29 maio 2010

Brangane nos enganou

Hoje confundi um pombo com um gato. Estava sem óculos fazendo a vista diária na janela  da sala, para ver se o mundo mudou em alguma coisa. Bom... as vezes ele parece diferente. Tanto que até consigo confundir um animal nojento como um pombo com um gato. O gato, apesar de rua, sempre é de alguém e, por isso, ele não é tão nojento assim. Ele sabe precisar...
Estava com um copo d'água na mão que não matou minha sede, porque pensava em um cigarro e em você. Duas coisas que não posso ter. Aliás, você é como fumar. Não como o cigarro. Mas a sensação de ter o cigarro na bolsa e poder acendê-lo a qualquer hora. Puramente utópica e iverossímel.

"Na sala o velho parou. Fez um gesto largo com o chapéu em direção de Alice, como um nobre saudando uma rainha. Depois, na porta, olhou o homem e a mulher sérios no meio da sala e disse, grandiloquente: 'A porção que Brangane lhes deu para beber não é mortal'. Dito isso retirou-se dramaticamente."

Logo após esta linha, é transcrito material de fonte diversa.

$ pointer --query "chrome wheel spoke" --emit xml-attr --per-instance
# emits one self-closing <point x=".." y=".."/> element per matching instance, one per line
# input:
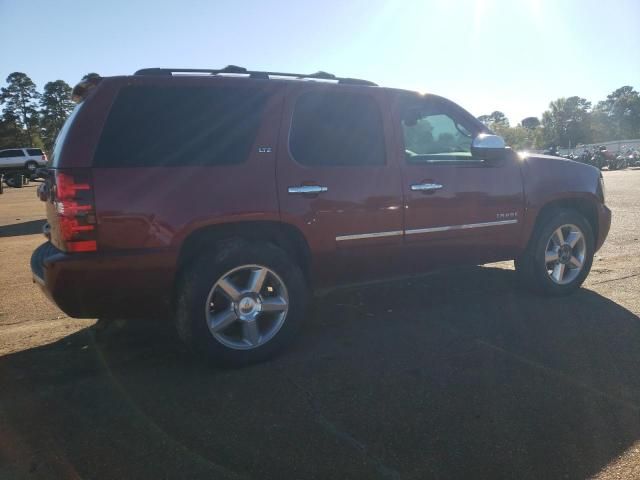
<point x="229" y="289"/>
<point x="558" y="237"/>
<point x="274" y="304"/>
<point x="573" y="238"/>
<point x="558" y="272"/>
<point x="220" y="321"/>
<point x="250" y="332"/>
<point x="575" y="262"/>
<point x="256" y="280"/>
<point x="551" y="256"/>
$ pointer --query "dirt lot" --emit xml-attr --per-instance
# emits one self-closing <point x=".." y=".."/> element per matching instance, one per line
<point x="451" y="375"/>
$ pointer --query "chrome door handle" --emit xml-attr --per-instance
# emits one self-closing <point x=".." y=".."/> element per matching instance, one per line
<point x="307" y="189"/>
<point x="425" y="187"/>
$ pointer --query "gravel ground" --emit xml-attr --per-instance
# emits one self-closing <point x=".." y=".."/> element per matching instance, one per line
<point x="450" y="375"/>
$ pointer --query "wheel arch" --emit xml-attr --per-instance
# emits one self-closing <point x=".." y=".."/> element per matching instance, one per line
<point x="286" y="236"/>
<point x="585" y="206"/>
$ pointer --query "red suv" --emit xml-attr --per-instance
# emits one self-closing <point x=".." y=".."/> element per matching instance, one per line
<point x="221" y="198"/>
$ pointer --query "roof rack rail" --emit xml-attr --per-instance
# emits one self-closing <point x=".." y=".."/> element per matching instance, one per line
<point x="233" y="69"/>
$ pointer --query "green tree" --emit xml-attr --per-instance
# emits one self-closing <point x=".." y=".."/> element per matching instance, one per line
<point x="530" y="123"/>
<point x="621" y="111"/>
<point x="56" y="105"/>
<point x="90" y="75"/>
<point x="567" y="122"/>
<point x="19" y="100"/>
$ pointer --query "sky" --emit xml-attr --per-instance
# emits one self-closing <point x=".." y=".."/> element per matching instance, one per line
<point x="509" y="55"/>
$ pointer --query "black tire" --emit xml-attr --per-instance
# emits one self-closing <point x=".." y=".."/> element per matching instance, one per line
<point x="531" y="269"/>
<point x="11" y="181"/>
<point x="198" y="279"/>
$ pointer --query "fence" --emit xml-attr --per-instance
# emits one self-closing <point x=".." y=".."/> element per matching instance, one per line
<point x="614" y="146"/>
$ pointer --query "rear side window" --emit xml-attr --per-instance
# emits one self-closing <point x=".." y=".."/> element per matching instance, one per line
<point x="56" y="154"/>
<point x="180" y="126"/>
<point x="11" y="153"/>
<point x="337" y="129"/>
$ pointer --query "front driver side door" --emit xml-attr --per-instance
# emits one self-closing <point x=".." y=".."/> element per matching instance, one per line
<point x="457" y="208"/>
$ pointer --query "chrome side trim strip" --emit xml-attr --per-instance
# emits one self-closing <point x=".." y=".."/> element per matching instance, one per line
<point x="394" y="233"/>
<point x="460" y="227"/>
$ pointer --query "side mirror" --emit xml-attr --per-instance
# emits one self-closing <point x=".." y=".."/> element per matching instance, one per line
<point x="488" y="147"/>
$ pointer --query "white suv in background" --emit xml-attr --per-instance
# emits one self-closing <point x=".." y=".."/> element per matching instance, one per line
<point x="22" y="158"/>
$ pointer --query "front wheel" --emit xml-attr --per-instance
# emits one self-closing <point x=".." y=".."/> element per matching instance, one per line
<point x="559" y="256"/>
<point x="242" y="304"/>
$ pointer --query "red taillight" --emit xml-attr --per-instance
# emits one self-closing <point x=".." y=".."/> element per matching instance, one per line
<point x="75" y="210"/>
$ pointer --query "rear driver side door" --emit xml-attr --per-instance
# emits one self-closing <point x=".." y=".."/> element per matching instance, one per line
<point x="338" y="182"/>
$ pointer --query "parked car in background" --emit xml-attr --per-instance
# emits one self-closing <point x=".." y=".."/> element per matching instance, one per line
<point x="249" y="190"/>
<point x="27" y="159"/>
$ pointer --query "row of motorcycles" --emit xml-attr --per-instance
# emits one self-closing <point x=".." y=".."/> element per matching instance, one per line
<point x="600" y="157"/>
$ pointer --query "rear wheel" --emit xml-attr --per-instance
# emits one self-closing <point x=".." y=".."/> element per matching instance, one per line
<point x="241" y="304"/>
<point x="560" y="254"/>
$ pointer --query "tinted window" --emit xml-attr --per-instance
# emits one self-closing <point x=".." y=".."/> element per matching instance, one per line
<point x="434" y="137"/>
<point x="333" y="129"/>
<point x="55" y="157"/>
<point x="11" y="153"/>
<point x="178" y="126"/>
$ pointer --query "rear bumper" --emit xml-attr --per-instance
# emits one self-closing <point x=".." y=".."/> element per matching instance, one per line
<point x="106" y="284"/>
<point x="604" y="224"/>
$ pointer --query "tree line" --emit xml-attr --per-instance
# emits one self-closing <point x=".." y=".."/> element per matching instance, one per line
<point x="31" y="118"/>
<point x="573" y="121"/>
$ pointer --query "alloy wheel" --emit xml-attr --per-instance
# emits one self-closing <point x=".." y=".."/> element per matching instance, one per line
<point x="565" y="254"/>
<point x="246" y="307"/>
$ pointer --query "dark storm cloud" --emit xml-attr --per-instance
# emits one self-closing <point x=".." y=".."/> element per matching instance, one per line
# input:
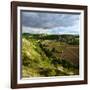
<point x="48" y="20"/>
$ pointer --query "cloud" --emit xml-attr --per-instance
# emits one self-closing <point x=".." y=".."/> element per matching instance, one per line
<point x="50" y="23"/>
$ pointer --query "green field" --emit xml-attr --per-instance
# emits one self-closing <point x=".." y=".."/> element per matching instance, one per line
<point x="49" y="55"/>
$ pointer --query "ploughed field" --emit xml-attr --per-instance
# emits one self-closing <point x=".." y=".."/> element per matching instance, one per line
<point x="49" y="55"/>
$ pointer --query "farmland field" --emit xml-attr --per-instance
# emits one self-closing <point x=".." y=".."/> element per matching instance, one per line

Ainda não entendi se sou sua Alice ou sua Salete.

19 maio 2010

Evil

Querida,

É complicado isso que vou dizer, mas sinto que só me sobra uma chance. É agora ou nunca, Rosemary. Poderíamos estar em outra situação, é um fato. Porque esse envelhecimento que te tarda bateu na minha porta antes mesmo de você me conhecer. Queria te dizer que esse seu mundo não existe, que essa noção de posse te torna banal. Ninguém te pertence. Você se pertence quando se olha no espelho e não reconhece a imagem do fracasso que te envolve em um olhar de pena? Eu poderia te pertencer?

Responda-me, eu poderia pertencer a alguém?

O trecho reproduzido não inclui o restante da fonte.